Elon Musk's Neuralink Explains How a Monkey Used Its Brain-Computer Tech to Play Pong

Jeff Miller/University of Wisconsin-Madison
  • A 3 minute 27 second YouTube video appears to show the monkey controlling a computer with its brain activity.
  • The nine-year-old macaque had two Neuralink devices put on on each side of his brain about six weeks ago.
  • The devices are connected to 2,000 tiny wires that observe neural activity in the monkey's brain.

Neuralink, the brain machine interface company founded by Tesla CEO Elon Musk, has published a YouTube video of a macaque monkey called Pager playing the video game Pong with its mind.

The 3 minute 27 second video, shared by Musk on Twitter late Thursday, appears to show the monkey controlling a computer with its brain activity.

"A monkey is literally playing a video game telepathically using a brain chip," Musk wrote on Twitter.

In the video, a narrator attempts to explain how Pager is able to play Pong with his mind.

The nine-year-old monkey, which had two Neuralink devices put on each side of his brain about six weeks ago, learned how to use a joystick to move a cursor to targets on a screen in exchange for a banana smoothie delivered through a straw, the narrator says.

He goes on to explain that the company's "Link" devices recorded Pager's neuron activity while he interacted with the computer. This was possible due to the more than 2,000 tiny wires implanted in the regions of his motor cortex that co-ordinate hand and arm movements, the narrator said.

This data was then fed into a "decoder algorithm" to predict Pager's intended hand movements in real time.

Once the decoder had been calibrated, Neuralink said the monkey was able to use it to move the cursor where he wanted it to go, instead of relying on the joystick.

Indeed, the YouTube video shows Pager controlling a paddle in the arcade game Pong while the joystick is unplugged.

But Andrew Jackson, Professor of Neural Interfaces at Newcastle University, told CNBC that brain-control of computer cursors by monkeys is not new.

"The first comparable demonstrations were published in 2002 although it could be argued the idea dates back to work by Eberhard Fetz in the 1960s," said Jackson, adding that the approach has also been tested in humans since 2006. "The control in the video looks impressive, but without seeing a proper publication on their data it is hard to say how it compares to the current state-of-the-art."

He said what was "definitely new and innovative" was the fact that there are no cables coming through the skin, and that the brain signals were all being sent wirelessly.

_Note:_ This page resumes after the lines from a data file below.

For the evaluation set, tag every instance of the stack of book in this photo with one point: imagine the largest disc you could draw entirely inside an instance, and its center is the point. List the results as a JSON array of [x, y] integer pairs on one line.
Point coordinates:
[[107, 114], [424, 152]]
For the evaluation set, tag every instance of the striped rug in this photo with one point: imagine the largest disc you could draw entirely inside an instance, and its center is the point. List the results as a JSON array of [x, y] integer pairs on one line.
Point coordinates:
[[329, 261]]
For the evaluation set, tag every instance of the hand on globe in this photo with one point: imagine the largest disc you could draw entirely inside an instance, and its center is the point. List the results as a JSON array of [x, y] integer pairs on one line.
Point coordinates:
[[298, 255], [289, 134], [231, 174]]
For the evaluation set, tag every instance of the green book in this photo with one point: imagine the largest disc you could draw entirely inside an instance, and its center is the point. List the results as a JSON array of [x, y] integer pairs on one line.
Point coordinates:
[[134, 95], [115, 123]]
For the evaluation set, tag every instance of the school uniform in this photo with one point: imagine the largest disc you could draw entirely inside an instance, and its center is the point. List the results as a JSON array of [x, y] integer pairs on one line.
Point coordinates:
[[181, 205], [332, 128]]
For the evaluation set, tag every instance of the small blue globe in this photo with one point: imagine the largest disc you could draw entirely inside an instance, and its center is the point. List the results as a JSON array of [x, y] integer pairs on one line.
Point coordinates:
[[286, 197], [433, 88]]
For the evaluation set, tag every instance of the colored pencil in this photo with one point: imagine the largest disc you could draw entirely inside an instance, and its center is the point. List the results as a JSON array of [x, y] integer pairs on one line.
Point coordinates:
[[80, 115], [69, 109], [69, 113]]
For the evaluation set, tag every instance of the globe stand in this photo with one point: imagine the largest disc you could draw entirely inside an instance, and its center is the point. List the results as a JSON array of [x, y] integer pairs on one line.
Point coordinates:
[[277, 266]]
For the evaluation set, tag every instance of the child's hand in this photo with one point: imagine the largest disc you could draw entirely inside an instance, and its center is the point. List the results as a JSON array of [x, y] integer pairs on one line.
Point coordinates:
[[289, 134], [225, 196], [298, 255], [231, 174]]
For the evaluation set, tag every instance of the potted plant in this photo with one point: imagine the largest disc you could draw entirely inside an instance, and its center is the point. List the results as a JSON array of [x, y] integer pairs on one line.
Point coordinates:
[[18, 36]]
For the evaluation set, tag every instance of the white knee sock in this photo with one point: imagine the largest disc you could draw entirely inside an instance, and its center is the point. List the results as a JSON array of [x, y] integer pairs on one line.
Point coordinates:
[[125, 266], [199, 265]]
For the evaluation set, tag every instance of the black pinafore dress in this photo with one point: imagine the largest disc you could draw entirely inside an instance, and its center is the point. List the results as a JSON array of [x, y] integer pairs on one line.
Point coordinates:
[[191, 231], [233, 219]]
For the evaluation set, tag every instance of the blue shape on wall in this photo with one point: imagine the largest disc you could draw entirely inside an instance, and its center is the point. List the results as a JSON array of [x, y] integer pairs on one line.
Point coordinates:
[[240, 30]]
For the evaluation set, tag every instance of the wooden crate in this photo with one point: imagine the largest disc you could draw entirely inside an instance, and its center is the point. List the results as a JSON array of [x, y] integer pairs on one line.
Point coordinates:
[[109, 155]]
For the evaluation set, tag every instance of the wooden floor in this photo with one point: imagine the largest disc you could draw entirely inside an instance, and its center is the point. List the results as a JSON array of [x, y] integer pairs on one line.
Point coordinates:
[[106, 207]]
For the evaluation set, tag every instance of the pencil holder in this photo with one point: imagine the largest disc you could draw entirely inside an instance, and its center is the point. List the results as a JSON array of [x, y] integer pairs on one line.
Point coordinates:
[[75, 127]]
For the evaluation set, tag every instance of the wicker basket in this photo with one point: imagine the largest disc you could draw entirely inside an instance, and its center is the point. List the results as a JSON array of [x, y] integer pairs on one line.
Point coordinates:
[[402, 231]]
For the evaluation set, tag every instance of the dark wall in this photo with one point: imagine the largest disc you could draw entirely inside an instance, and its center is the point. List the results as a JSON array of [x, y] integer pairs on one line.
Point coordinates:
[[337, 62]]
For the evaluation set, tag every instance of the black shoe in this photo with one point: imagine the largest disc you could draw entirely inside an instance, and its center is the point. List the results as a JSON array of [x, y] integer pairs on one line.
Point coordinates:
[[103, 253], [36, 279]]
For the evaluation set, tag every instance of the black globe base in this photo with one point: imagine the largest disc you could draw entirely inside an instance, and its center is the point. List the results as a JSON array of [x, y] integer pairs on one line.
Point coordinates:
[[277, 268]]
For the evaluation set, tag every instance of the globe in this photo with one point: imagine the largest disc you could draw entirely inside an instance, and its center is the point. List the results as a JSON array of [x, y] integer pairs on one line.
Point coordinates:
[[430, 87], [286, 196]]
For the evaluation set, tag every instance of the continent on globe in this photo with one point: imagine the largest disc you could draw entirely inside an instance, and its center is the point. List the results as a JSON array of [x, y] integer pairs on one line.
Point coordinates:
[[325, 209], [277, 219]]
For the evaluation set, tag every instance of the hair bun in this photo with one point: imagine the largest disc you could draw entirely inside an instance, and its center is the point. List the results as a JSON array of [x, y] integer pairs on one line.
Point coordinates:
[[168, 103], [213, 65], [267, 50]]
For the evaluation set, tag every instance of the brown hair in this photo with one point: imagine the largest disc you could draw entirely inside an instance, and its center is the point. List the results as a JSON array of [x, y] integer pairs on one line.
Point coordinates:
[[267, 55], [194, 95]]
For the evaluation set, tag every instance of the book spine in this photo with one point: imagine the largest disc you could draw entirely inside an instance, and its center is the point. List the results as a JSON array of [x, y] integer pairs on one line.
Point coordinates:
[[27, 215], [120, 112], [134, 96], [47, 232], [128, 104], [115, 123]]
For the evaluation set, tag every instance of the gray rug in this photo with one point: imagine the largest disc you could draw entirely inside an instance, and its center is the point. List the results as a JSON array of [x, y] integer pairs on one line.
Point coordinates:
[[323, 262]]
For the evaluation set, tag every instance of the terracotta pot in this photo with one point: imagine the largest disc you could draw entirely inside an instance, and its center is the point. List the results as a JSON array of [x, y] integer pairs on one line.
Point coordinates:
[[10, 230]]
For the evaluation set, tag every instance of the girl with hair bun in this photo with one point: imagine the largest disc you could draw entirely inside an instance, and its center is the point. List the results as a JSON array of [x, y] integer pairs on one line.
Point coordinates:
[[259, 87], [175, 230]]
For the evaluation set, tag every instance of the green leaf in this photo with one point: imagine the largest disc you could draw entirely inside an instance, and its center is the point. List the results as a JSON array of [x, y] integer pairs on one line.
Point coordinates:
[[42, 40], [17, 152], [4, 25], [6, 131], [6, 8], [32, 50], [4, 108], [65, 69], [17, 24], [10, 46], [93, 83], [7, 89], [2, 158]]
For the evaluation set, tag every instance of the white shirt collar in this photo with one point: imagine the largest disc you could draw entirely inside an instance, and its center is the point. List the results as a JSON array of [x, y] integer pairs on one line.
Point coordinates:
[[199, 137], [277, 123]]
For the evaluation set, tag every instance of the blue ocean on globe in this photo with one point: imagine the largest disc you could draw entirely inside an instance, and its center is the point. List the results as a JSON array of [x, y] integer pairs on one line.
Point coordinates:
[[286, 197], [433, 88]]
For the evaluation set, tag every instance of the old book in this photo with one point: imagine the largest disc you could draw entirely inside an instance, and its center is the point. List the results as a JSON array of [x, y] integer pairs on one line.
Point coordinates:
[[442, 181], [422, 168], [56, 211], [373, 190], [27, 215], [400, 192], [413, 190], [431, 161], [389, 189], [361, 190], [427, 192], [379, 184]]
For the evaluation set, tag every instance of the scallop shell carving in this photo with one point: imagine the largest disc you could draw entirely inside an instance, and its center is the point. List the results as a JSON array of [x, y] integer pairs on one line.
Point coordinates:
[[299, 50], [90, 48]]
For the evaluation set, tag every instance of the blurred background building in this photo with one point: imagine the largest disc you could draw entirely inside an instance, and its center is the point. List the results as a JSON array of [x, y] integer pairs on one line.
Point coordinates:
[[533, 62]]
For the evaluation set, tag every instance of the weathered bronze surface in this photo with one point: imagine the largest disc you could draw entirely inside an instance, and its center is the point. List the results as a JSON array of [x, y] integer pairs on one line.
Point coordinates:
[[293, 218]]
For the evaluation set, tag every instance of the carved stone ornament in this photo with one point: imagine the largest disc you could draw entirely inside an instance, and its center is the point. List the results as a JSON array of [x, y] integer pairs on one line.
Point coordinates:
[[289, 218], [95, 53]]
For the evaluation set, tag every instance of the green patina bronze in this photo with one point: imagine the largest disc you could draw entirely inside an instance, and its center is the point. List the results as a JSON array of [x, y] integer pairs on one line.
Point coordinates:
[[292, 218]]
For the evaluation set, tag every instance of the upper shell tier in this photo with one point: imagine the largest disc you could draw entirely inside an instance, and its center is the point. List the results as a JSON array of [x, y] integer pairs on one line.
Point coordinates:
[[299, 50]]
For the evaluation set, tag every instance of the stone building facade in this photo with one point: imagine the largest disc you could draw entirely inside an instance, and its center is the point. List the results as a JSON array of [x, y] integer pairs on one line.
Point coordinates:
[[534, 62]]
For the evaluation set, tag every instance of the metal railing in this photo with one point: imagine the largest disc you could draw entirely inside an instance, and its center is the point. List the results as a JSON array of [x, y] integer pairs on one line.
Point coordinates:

"This to me is the advance here, and is important both for improving the safety of human applications (wires through the skin are a potential route for infection) and also as a way of improving the welfare of animals used in neuroscience studies," Jackson said.

Pigs to monkeys

In August, Neuralink conducted a live demo of its technology on three pigs. An audience was shown real-time neural signals from one of the pigs, which Musk named Gertrude.

Headquartered in San Francisco, Neuralink ultimately wants to increase the rate at which information can flow from the human brain to a machine.

While the technology is still in its infancy, Neuralink hopes that its devices will soon allow paralyzed humans to use their minds to operate machines.

On Thursday, Musk said the first Neuralink product will allow a paralyzed human to use a smartphone with their mind faster than someone using their thumbs.

AI is only going to get smarter and Neuralink's technology could one day allow humans to "go along for the ride," Musk said in an interview on Clubhouse in January.

To illustrate the pace of progress in AI, the innovator — who believes that machine intelligence will eventually surpass human intelligence — pointed to breakthroughs made at research labs like OpenAI, which he co-founded, and DeepMind, a London AI lab that was acquired by Google in 2014. DeepMind has "run out of games to win at basically," said Musk, who was an early investor in the company.

People are in effect already "cyborgs" because they have a tertiary "digital layer" thanks to phones, computers and applications, according to Musk.

"With a direct neural interface, we can improve the bandwidth between your cortex and your digital tertiary layer by many orders of magnitude," he said. "I'd say probably at least 1,000, or maybe 10,000, or more."

The digital layer he refers to could be anything from a person's iPhone to their Twitter account.

Long term, Musk claims that Neuralink could allow humans to send concepts to one another using telepathy and exist in a "saved state" after they die that could then be put into a robot or another human. He acknowledged that he was delving into sci-fi territory.